Guides

Building Privacy-First Architecture with open-source tools

This guide outlines the transition from a standard data-heavy architecture to a privacy-first infrastructure. We focus on data minimization, self-hosting analytics on European hardware, and encrypting sensitive fields at the database level to ensure GDPR compliance and user trust.

5-7 hours5 steps
1

Deploy Self-Hosted Umami on European Infrastructure

Replace third-party trackers with a self-hosted Umami instance. This ensures that user IP addresses and behavior data never leave your controlled infrastructure. Deploying on Hetzner (Germany/Finland) ensures data sovereignty within the EU.

docker-compose.yml
version: '3'
services:
  umami:
    image: ghcr.io/umami-software/umami:postgresql-latest
    env_file: .env
    ports:
      - "3000:3000"
    depends_on:
      - db
  db:
    image: postgres:15-alpine
    environment:
      POSTGRES_DB: umami
      POSTGRES_USER: user
      POSTGRES_PASSWORD: password

⚠ Common Pitfalls

  • Ensure the DATABASE_URL in .env matches the internal Docker network name of the db service.
  • Failing to set a custom APP_SECRET will result in insecure session management.
2

Implement Data Minimization in Database Schema

Audit your database schema to remove unnecessary PII (Personally Identifiable Information). For required identifiers like email addresses, use one-way cryptographic hashes (SHA-256) if the raw data is only needed for unique identification rather than communication.

schema_migration.sql
-- Replace raw email with a hashed version for unique constraints
ALTER TABLE users ADD COLUMN email_hash TEXT;
UPDATE users SET email_hash = encode(digest(email, 'sha256'), 'hex');
ALTER TABLE users DROP COLUMN email;
ALTER TABLE users ADD CONSTRAINT unique_email_hash UNIQUE (email_hash);

⚠ Common Pitfalls

  • Using MD5 instead of SHA-256 or Argon2 for hashing sensitive identifiers.
  • Forgetting to update the application logic to hash the input before querying the database.
3

Configure a Server-Side Analytics Proxy

To bypass ad-blockers and further anonymize data, proxy your analytics requests through your own backend. This allows you to strip the 'User-Agent' and 'IP Address' headers before the data reaches the analytics engine.

proxy.js
async function handleAnalytics(req, res) {
  const payload = req.body;
  // Remove PII from headers
  const headers = { ...req.headers };
  delete headers['x-forwarded-for'];
  delete headers['user-agent'];

  await fetch('https://your-umami-instance.com/api/send', {
    method: 'POST',
    headers: { 'Content-Type': 'application/json' },
    body: JSON.stringify(payload)
  });
  res.status(200).send('OK');
}

⚠ Common Pitfalls

  • Accidentally logging the request object in the proxy, which would store the IP in server logs.
  • Increased latency if the proxy server is geographically distant from the user.
4

Enable Transparent Column Encryption

For data that must be stored (like physical addresses), use Application-Level Encryption (ALE).
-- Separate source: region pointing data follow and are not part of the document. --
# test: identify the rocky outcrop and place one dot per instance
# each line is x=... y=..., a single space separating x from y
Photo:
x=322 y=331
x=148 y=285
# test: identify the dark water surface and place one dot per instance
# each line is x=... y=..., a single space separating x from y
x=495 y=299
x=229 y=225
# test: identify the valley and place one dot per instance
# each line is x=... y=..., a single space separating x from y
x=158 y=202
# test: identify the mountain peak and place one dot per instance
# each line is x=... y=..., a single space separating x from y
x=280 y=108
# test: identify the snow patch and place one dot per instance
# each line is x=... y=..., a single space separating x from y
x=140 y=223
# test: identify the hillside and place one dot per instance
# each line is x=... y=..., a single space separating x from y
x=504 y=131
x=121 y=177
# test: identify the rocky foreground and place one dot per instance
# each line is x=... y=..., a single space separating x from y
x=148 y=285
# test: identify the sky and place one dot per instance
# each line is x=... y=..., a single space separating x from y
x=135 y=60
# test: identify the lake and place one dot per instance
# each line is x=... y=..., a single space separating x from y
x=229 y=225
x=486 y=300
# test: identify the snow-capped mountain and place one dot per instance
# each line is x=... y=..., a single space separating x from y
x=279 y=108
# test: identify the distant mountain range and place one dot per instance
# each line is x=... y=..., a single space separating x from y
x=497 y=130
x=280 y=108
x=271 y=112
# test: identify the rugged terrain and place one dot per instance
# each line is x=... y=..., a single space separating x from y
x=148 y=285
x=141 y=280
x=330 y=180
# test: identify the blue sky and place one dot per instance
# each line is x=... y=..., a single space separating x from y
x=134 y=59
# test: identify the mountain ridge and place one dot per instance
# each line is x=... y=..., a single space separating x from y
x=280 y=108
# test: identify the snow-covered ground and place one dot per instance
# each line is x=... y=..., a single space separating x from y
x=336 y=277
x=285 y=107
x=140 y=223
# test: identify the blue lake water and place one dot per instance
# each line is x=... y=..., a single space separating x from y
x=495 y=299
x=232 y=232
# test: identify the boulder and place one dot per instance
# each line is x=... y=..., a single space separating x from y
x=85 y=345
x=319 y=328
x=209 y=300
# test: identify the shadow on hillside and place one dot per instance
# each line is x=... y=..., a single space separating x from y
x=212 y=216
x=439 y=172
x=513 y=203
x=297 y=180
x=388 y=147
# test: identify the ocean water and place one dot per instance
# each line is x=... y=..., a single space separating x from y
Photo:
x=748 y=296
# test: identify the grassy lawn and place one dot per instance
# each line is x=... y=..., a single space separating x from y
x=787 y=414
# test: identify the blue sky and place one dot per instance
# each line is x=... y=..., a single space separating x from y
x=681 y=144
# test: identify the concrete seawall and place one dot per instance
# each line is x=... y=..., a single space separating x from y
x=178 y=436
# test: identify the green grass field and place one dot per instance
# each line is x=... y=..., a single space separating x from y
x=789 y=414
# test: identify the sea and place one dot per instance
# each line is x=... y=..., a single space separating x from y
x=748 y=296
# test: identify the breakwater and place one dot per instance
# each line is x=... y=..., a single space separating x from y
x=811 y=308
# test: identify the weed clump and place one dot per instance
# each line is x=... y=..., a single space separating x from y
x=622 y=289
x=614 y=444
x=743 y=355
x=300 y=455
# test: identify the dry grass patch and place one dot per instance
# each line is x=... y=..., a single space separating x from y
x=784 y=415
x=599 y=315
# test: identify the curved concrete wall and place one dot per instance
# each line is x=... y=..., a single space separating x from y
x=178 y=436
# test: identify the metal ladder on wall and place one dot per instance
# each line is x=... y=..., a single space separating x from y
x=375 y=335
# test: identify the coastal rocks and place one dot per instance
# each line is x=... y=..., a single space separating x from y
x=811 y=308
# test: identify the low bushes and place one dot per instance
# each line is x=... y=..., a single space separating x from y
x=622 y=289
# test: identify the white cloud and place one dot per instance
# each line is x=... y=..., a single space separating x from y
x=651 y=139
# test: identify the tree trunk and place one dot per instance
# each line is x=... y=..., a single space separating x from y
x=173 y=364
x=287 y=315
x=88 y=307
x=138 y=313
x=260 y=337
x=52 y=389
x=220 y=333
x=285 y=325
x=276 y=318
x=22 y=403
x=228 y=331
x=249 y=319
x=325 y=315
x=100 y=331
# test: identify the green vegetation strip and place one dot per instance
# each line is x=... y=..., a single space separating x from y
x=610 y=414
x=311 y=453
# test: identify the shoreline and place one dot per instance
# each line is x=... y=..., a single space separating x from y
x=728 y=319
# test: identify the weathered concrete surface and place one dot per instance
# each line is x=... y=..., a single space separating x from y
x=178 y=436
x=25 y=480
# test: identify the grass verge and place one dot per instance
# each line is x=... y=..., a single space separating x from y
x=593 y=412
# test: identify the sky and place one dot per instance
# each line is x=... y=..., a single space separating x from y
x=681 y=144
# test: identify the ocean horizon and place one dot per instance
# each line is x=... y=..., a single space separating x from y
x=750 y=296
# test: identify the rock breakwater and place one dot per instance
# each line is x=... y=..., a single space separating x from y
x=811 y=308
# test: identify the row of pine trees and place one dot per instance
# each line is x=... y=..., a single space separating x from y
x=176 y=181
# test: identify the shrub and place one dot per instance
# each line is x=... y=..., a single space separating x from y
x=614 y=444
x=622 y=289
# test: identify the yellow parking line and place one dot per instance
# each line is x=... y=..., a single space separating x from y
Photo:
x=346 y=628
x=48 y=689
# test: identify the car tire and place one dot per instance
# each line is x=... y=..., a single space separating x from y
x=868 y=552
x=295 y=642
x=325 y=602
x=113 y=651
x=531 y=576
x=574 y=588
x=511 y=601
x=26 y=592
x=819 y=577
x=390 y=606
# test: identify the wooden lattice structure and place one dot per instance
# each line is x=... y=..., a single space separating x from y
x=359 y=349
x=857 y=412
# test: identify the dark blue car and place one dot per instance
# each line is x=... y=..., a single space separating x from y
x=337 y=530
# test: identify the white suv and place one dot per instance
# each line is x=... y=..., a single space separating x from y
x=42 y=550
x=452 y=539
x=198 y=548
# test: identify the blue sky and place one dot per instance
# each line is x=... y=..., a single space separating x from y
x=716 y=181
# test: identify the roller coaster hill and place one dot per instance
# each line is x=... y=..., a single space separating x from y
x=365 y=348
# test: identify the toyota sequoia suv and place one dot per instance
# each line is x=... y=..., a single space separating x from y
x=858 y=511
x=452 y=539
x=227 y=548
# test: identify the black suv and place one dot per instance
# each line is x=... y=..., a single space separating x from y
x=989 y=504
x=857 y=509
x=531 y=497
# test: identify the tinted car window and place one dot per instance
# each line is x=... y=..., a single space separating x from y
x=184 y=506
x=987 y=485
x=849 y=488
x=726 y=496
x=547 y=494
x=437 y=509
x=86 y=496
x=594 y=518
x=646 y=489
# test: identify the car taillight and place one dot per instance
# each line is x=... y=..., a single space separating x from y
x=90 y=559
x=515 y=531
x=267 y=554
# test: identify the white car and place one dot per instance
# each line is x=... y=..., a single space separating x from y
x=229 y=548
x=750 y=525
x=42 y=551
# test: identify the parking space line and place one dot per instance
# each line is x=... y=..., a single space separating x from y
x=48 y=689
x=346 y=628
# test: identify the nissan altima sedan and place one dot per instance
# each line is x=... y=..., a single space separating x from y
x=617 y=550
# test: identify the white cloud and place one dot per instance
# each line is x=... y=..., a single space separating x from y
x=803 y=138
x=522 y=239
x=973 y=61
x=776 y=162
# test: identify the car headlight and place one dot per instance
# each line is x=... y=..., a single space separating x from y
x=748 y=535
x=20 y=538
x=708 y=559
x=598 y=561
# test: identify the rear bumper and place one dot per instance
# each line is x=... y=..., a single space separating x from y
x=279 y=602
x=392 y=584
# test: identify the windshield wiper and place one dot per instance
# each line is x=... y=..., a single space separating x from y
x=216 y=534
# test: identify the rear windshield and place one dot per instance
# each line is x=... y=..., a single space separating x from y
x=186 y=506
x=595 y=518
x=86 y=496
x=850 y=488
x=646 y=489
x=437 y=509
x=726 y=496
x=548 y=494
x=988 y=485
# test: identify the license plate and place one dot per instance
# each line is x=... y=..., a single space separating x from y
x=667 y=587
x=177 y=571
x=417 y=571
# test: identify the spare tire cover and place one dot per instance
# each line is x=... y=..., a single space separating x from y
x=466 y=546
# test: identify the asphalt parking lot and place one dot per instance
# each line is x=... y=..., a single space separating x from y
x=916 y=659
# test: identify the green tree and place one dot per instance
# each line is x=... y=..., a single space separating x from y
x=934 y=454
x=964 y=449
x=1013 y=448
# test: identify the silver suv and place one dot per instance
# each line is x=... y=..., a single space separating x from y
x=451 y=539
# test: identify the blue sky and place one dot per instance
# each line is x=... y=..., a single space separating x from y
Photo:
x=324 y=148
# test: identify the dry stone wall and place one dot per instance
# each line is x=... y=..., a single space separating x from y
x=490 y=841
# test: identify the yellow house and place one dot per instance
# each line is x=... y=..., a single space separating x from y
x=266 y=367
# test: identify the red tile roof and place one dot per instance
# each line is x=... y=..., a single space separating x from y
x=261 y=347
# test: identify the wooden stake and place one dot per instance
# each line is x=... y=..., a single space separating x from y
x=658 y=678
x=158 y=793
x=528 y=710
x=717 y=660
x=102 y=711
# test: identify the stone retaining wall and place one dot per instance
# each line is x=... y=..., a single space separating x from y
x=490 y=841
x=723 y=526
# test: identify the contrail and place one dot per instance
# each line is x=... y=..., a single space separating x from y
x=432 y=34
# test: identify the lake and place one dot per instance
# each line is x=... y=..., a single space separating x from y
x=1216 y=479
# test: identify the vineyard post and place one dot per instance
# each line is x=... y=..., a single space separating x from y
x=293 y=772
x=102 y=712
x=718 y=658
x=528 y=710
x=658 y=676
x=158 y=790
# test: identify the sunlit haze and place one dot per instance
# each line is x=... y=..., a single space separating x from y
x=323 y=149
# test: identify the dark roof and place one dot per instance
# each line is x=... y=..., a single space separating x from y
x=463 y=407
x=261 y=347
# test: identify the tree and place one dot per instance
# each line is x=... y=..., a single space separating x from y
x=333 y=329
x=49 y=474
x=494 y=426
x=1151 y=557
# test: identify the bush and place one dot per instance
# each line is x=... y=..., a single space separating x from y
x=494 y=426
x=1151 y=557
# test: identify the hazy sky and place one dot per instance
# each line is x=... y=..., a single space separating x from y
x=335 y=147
This ensures that even if the database is compromised, the data remains unreadable without the application's master key.

encryption.js
const crypto = require('crypto');
const algorithm = 'aes-256-cbc';
const key = Buffer.from(process.env.ENCRYPTION_KEY, 'hex');

function encrypt(text) {
  const iv = crypto.randomBytes(16);
  const cipher = crypto.createCipheriv(algorithm, key, iv);
  let encrypted = cipher.update(text);
  encrypted = Buffer.concat([encrypted, cipher.final()]);
  return iv.toString('hex') + ':' + encrypted.toString('hex');
}

⚠ Common Pitfalls

  • Storing the encryption key in the same environment or repository as the database.
  • Using a static Initialization Vector (IV), which makes the encryption vulnerable to pattern analysis.
5

Localize AI Features with On-Premise Inference

Instead of sending user-generated content to third-party APIs (OpenAI/Anthropic), run a local inference engine using Ollama. This keeps sensitive user prompts within your infrastructure boundary.

setup_ollama.sh
# Run Ollama as a local container
docker run -d -v ollama:/root/.ollama -p 11434:11434 --name ollama ollama/ollama

# Pull a privacy-respecting model (e.g., Mistral)
docker exec -it ollama ollama run mistral

⚠ Common Pitfalls

  • Underestimating hardware requirements; local LLMs require significant RAM/GPU resources to match API performance.
  • Failing to implement rate limiting on the local AI endpoint, leading to resource exhaustion.

What you built

By following these steps, you have moved from a centralized, high-exposure architecture to a privacy-first model. You now host your own analytics, minimize the data you store, encrypt sensitive fields at the application layer, and process AI tasks locally. This setup significantly reduces your compliance burden and builds long-term user trust.